2403 2401
Cmi
☀13.9mag
Ø 48''

William Herschel discovered NGC 2402 = H III-19 = h453 on 11 Mar 1784 (sweep 163) and recorded "2 vS and close stars suspected to be mixed with some nebulosity, but not having a higher power at hand I could not put them to the trial. However I rather think it may be a fallacy." His position is 5' NE of UGC 3891 = PGC 21176. John Herschel observed this galaxy on 3 sweeps, logging on 18 Jan 1828 (sweep 120), "eF; among several stars 13...14m; one = 14m is in the nebula." My position is on the brighter southwest galaxy. See Harold Corwin's comments.

400/500mm - 17.5" (11/25/87): faint, very small, round. A mag 14 star is at the east edge 22" from center. A chain of four stars begin with a mag 14 star 40" N and forms a line to the NW. Located 3' N of mag 8.8 SAO 115540. This is a double system in contact, though the fainter companion (PGC 200236) at the NE edge was not noticed.

600/800mm - 24" (2/16/15 and 2/14/15): at 322x; faint to fairly faint, small, slightly elongated, ~25"x20", weak concentration with a very small brighter nucleus.

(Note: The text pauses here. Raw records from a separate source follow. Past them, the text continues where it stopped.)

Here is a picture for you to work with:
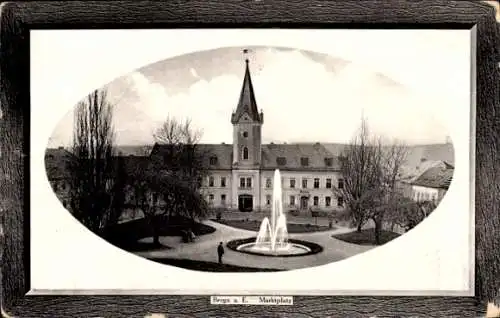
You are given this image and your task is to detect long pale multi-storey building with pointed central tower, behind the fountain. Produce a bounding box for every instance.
[152,60,344,211]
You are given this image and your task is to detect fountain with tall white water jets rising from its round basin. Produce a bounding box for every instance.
[236,169,311,256]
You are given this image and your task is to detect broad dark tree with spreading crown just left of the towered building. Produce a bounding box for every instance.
[122,117,208,245]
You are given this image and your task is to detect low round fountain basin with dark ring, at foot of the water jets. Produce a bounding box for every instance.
[227,237,323,257]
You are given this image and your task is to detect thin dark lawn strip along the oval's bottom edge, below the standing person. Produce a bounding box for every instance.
[148,258,281,272]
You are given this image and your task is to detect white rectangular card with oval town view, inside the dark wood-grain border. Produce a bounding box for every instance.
[30,29,475,301]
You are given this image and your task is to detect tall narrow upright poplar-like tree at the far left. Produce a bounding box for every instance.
[68,90,114,232]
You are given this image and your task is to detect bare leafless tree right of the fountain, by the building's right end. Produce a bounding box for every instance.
[334,119,408,244]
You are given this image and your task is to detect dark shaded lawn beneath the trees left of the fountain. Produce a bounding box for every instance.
[103,217,215,252]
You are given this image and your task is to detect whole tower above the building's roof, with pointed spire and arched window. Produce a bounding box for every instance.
[231,50,264,169]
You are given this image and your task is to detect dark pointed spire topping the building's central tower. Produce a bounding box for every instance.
[231,49,262,124]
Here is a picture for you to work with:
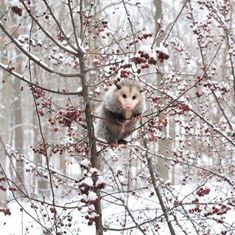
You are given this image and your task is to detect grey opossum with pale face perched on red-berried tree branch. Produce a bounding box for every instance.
[95,79,145,144]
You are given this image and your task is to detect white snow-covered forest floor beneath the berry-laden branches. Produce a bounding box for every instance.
[0,183,235,235]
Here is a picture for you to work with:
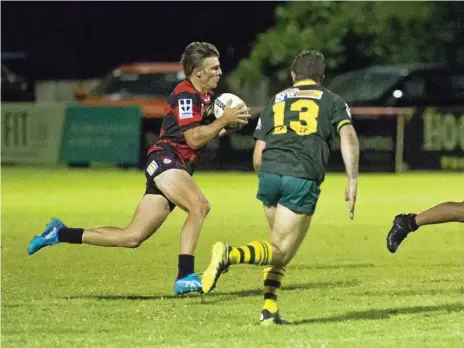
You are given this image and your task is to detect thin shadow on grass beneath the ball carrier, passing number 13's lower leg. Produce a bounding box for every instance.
[64,280,359,304]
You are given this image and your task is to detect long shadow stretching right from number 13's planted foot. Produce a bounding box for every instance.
[292,303,464,325]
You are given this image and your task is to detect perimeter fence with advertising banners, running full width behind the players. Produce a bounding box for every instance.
[1,103,464,172]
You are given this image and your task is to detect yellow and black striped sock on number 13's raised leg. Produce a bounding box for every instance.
[229,241,272,265]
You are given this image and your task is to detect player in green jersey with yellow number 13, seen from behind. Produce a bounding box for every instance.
[202,51,359,324]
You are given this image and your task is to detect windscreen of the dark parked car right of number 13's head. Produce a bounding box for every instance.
[327,71,403,103]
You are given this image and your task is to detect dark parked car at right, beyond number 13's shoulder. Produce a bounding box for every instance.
[327,64,464,107]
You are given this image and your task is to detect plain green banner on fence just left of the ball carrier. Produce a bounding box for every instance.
[59,105,141,164]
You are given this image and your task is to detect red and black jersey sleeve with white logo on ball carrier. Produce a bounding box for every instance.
[171,92,202,132]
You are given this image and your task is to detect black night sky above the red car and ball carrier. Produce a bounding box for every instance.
[1,1,281,79]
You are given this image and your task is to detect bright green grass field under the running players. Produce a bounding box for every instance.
[1,167,464,347]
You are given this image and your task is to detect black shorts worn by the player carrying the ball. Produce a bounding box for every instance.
[144,144,195,211]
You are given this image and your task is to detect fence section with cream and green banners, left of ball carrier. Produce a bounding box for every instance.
[1,103,141,165]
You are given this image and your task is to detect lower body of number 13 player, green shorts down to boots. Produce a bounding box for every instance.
[203,173,320,325]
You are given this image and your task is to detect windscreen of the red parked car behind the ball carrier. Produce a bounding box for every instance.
[90,70,185,98]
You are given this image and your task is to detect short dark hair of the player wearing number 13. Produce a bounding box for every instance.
[292,51,325,82]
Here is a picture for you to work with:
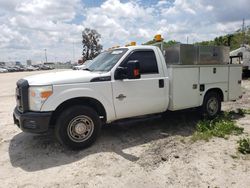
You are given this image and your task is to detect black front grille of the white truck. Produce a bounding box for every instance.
[16,79,29,112]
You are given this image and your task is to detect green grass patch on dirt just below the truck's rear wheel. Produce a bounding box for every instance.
[191,112,244,141]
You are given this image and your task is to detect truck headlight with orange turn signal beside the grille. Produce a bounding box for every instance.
[29,86,53,111]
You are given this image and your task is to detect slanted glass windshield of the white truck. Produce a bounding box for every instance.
[88,48,128,71]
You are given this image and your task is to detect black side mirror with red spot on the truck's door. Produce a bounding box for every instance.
[127,60,141,79]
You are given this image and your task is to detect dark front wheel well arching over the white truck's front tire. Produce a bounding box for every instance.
[50,97,107,128]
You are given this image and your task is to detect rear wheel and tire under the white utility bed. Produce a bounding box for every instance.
[201,91,221,119]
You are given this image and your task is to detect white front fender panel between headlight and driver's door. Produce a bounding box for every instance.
[41,82,115,121]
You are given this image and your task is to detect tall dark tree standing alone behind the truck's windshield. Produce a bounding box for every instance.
[82,28,102,61]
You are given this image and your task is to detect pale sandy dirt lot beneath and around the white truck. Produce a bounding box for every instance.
[0,72,250,188]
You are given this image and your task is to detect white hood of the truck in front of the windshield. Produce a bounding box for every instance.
[24,70,110,86]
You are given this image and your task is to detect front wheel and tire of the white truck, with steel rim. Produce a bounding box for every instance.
[55,105,101,150]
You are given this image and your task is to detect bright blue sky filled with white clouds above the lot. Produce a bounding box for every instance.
[0,0,250,62]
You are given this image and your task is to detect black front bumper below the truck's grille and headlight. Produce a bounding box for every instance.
[13,108,52,133]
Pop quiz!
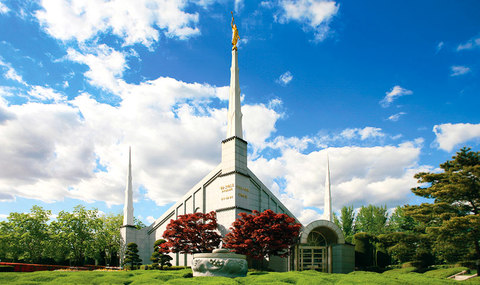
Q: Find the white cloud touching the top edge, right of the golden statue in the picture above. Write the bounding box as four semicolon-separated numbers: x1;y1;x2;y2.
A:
278;0;340;41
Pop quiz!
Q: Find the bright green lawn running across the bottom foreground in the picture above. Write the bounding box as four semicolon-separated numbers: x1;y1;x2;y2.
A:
0;269;480;285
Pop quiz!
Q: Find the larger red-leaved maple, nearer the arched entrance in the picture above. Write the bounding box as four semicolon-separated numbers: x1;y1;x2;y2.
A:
224;210;302;259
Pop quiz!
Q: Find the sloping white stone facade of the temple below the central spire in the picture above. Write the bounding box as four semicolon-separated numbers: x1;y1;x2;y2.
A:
121;160;293;269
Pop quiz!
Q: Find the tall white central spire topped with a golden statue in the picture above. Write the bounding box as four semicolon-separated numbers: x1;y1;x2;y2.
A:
227;13;243;139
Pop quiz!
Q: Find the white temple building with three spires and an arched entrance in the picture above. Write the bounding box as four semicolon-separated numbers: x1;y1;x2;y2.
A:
120;18;354;273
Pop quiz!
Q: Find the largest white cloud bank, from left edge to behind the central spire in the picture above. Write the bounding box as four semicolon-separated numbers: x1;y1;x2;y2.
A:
0;72;281;205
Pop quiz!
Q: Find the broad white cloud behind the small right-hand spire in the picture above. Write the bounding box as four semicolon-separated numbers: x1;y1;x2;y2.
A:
249;139;431;222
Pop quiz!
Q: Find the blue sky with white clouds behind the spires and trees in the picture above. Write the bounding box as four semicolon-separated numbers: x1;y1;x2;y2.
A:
0;0;480;224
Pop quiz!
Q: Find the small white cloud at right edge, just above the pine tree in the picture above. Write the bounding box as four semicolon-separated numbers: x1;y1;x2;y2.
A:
433;123;480;152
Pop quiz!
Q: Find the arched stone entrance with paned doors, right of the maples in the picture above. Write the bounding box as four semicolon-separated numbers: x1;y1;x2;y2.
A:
295;220;345;272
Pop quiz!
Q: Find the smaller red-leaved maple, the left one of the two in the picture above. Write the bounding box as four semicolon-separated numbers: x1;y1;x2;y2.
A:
160;211;221;253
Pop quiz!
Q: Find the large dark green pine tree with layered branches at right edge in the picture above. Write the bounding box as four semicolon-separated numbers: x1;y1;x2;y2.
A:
407;147;480;262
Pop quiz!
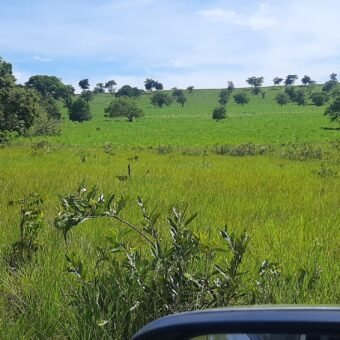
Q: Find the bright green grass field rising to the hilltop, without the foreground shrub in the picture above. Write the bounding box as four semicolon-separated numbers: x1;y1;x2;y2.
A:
0;88;340;339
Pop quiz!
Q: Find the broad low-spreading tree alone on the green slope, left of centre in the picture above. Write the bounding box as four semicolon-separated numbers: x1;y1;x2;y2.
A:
105;97;144;122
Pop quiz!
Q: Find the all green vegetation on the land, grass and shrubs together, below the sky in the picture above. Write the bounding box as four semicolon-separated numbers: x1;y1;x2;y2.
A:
0;55;340;339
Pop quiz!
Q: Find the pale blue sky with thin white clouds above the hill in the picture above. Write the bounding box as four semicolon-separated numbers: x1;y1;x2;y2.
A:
0;0;340;89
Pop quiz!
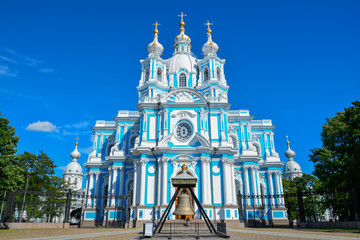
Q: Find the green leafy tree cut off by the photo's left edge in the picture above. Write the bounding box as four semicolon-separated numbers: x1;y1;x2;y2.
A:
0;114;24;193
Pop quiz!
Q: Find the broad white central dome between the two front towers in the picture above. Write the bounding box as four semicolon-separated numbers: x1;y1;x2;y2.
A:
167;53;197;74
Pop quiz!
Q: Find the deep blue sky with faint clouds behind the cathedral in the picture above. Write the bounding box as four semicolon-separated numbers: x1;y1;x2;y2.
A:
0;0;360;181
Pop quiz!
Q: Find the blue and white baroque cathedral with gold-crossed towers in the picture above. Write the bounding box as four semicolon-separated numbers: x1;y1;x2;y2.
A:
64;14;301;226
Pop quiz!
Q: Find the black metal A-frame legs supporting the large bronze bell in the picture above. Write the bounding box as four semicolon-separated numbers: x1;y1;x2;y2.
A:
154;187;229;238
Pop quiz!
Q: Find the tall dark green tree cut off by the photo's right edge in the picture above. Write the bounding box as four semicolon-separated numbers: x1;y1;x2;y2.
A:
309;101;360;219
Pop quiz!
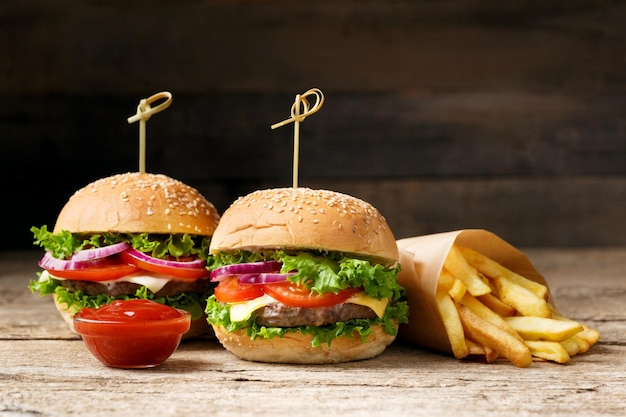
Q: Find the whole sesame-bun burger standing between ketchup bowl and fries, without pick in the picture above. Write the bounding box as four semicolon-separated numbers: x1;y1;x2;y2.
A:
206;188;408;364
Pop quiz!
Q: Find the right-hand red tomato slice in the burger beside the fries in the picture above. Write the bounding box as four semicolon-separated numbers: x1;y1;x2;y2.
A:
263;281;361;308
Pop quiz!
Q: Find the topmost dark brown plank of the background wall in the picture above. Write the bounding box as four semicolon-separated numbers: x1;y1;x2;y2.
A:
0;0;626;95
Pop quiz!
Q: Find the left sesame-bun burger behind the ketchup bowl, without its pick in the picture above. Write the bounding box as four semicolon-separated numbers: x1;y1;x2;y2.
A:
30;173;220;338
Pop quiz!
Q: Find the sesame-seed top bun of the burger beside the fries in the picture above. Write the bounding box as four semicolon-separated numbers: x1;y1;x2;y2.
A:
210;188;398;264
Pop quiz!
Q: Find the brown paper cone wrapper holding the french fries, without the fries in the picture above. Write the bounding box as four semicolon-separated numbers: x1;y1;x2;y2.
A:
397;229;547;354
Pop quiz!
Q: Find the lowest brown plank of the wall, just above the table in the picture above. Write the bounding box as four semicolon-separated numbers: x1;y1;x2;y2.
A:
11;177;626;249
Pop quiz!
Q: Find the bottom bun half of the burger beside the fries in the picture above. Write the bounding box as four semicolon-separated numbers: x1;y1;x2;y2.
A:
213;325;396;364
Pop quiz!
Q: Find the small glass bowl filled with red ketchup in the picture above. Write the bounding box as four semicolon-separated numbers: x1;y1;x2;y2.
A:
74;299;191;368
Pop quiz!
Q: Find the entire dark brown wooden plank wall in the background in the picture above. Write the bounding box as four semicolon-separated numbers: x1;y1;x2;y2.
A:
0;0;626;249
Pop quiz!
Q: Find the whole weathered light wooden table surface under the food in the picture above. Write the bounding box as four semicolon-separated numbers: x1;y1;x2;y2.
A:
0;248;626;416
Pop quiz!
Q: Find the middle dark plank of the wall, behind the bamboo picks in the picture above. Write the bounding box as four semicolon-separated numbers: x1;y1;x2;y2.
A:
0;92;626;180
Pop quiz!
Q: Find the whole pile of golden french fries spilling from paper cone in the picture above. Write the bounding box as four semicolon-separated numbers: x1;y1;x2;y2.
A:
437;244;600;368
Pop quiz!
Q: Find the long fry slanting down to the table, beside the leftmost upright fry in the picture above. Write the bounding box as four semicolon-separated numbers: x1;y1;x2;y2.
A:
459;304;533;368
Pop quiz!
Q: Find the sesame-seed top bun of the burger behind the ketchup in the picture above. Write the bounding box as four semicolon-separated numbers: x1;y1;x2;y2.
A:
54;172;219;236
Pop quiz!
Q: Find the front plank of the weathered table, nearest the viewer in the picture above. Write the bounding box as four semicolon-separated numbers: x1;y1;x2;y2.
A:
0;341;626;417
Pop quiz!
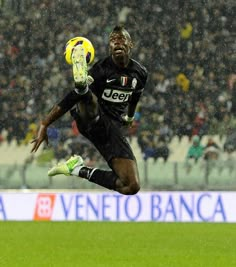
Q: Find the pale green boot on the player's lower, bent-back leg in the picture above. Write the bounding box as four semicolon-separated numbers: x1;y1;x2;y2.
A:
48;155;84;176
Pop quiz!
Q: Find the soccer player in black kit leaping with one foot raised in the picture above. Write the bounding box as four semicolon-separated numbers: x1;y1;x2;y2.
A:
31;26;147;195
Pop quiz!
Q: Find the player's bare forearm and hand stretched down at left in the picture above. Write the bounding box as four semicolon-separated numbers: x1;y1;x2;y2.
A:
31;105;67;153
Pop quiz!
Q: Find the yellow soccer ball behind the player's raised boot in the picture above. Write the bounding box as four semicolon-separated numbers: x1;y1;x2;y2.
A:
64;36;95;65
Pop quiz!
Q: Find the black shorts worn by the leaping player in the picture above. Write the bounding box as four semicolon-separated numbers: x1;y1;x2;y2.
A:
72;109;136;167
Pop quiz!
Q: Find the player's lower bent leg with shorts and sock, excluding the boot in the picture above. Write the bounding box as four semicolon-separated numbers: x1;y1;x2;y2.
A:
77;117;140;194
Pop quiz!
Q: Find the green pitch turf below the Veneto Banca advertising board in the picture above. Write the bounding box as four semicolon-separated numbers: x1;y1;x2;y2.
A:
0;222;236;267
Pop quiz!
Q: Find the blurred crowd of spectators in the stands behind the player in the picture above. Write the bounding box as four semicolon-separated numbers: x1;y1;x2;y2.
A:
0;0;236;164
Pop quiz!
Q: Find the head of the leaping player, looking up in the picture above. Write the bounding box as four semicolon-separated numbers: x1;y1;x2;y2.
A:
109;26;133;66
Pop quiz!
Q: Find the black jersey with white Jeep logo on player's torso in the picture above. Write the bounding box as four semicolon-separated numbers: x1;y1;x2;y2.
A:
89;56;147;120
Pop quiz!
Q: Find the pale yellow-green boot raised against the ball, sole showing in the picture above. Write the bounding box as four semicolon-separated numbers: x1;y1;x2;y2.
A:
71;45;88;89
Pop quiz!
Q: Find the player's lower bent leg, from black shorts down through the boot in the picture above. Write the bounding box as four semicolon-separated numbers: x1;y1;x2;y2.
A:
48;113;140;195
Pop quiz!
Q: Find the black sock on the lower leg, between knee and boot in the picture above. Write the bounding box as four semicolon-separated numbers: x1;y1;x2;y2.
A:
79;167;118;190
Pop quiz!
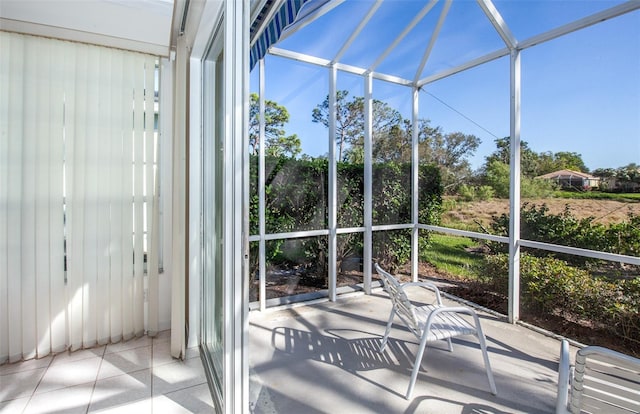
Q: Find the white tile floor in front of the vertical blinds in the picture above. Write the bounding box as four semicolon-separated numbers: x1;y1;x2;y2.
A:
0;331;214;414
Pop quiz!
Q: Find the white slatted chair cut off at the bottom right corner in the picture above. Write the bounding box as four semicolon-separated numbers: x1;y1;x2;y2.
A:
556;340;640;414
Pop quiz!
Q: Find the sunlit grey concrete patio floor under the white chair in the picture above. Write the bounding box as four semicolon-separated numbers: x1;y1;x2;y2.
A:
249;288;576;414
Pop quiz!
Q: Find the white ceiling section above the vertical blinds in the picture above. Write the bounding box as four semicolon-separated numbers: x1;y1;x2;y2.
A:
0;0;174;56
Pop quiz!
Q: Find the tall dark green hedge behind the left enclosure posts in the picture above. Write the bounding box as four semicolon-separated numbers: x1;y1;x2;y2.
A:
249;157;442;274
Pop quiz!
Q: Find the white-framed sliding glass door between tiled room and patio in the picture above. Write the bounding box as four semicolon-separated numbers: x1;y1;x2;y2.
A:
199;0;249;414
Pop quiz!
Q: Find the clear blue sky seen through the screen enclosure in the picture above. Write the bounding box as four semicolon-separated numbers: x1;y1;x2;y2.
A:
251;0;640;170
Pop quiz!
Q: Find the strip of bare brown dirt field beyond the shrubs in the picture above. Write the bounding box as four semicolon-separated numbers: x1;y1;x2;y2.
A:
442;198;640;226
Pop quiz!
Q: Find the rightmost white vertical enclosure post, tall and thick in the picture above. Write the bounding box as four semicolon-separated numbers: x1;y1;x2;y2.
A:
508;50;521;323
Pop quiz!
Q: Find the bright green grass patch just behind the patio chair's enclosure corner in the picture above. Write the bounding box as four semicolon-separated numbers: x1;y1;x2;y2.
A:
420;233;482;278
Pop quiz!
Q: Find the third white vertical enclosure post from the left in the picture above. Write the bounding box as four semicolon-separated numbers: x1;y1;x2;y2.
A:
362;73;373;295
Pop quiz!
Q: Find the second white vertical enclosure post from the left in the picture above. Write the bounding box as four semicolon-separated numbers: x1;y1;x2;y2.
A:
328;65;338;302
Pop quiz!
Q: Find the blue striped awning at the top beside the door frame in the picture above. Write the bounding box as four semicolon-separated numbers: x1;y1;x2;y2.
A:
249;0;330;70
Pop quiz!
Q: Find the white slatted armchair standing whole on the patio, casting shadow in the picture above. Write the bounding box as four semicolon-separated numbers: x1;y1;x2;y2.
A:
375;263;497;399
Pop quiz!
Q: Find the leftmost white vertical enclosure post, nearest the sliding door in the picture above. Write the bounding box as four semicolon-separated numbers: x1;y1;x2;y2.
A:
258;58;267;311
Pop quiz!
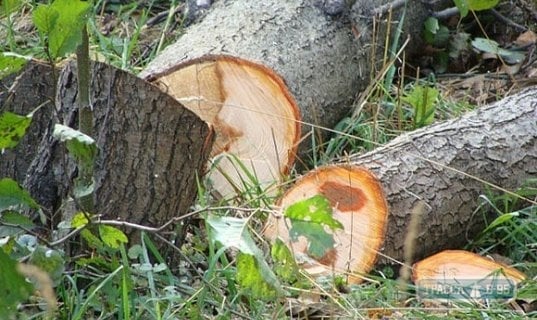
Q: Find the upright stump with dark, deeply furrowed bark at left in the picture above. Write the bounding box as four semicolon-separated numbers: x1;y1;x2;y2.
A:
0;62;214;235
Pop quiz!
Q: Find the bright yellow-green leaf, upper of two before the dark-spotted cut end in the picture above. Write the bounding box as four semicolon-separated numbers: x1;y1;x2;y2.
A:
284;195;343;229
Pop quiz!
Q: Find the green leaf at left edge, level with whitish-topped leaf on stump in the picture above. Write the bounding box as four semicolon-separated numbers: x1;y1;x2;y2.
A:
0;112;32;150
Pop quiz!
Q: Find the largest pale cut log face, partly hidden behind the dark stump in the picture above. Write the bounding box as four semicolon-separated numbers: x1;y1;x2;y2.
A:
144;55;300;196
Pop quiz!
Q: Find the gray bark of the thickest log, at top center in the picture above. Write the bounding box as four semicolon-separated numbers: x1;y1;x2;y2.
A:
140;0;440;155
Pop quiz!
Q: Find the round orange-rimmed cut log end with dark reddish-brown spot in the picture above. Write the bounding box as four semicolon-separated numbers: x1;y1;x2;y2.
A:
265;166;388;283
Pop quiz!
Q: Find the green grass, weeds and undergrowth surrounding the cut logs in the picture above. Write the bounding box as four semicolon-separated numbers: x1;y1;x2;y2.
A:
0;0;537;319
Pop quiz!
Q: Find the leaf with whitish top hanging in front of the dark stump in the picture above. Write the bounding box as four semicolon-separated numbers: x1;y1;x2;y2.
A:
52;124;97;166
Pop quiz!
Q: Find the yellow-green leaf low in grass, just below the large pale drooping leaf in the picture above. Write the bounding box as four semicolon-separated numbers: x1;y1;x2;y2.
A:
237;253;277;300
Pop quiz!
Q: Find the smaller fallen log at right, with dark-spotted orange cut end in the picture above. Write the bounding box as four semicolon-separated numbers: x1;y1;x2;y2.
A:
266;88;537;282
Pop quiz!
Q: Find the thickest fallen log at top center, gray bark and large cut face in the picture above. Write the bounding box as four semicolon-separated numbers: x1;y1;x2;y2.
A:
140;0;440;195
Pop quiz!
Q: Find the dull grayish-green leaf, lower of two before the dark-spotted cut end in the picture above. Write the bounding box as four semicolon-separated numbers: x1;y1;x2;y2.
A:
289;220;335;259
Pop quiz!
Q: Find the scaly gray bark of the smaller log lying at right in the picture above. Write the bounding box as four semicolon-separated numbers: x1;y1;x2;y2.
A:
346;88;537;263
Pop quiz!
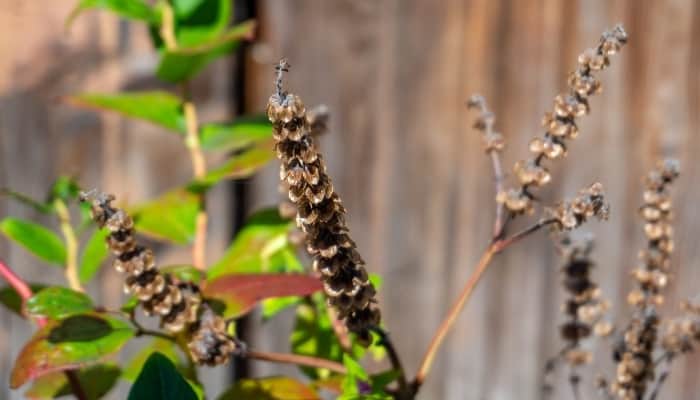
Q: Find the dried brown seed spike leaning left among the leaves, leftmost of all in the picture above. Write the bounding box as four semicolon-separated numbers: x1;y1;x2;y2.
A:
81;192;237;365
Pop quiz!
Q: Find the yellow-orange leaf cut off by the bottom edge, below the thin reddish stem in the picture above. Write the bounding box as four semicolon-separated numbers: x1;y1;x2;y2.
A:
218;376;321;400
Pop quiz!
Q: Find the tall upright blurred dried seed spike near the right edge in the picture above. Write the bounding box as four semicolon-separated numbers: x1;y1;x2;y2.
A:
611;160;683;400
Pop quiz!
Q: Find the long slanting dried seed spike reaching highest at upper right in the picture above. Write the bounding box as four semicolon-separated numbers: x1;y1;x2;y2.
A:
496;26;627;215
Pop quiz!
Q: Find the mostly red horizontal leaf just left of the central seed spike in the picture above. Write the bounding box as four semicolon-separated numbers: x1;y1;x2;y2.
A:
204;274;321;318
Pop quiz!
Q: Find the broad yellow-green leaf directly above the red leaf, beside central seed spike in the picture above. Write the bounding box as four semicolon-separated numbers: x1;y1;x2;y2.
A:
208;208;303;279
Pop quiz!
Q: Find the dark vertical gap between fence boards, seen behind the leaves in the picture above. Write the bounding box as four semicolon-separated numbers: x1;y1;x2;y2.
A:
230;0;256;381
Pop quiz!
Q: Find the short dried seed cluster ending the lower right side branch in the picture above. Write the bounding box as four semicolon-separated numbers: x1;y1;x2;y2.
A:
545;182;610;231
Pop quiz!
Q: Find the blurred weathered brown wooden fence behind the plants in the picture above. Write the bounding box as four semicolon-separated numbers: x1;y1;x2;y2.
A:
0;0;700;400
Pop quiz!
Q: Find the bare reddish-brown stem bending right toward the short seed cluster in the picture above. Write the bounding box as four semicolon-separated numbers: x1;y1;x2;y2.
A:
413;219;556;391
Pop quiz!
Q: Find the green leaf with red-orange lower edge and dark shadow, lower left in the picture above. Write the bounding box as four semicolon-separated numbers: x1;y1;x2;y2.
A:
10;313;134;389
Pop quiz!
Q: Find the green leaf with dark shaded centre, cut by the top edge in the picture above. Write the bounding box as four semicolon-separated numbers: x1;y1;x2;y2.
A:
172;0;231;47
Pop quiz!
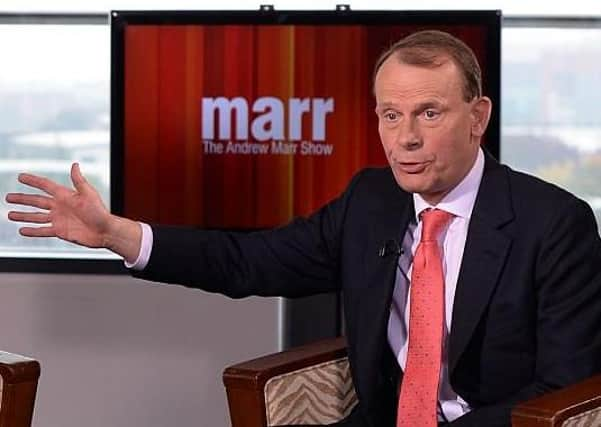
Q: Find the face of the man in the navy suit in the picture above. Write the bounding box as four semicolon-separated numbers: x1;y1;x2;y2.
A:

A mag 13.5-14 star is at the east-northeast edge [21" from center]. This star is the last of four in a northwest to southeast string with two mag 13 stars and a mag 11 star at the northwest end. Also, a fainter mag 14.5 star is superimposed on the north edge - just 10" from center!

Forms a double system with PGC 200236 at the northeast edge [30" from center]. At 450x, it was seen as a very faint round knot (not 100%, but often visible with concentration), roughly 6" diameter.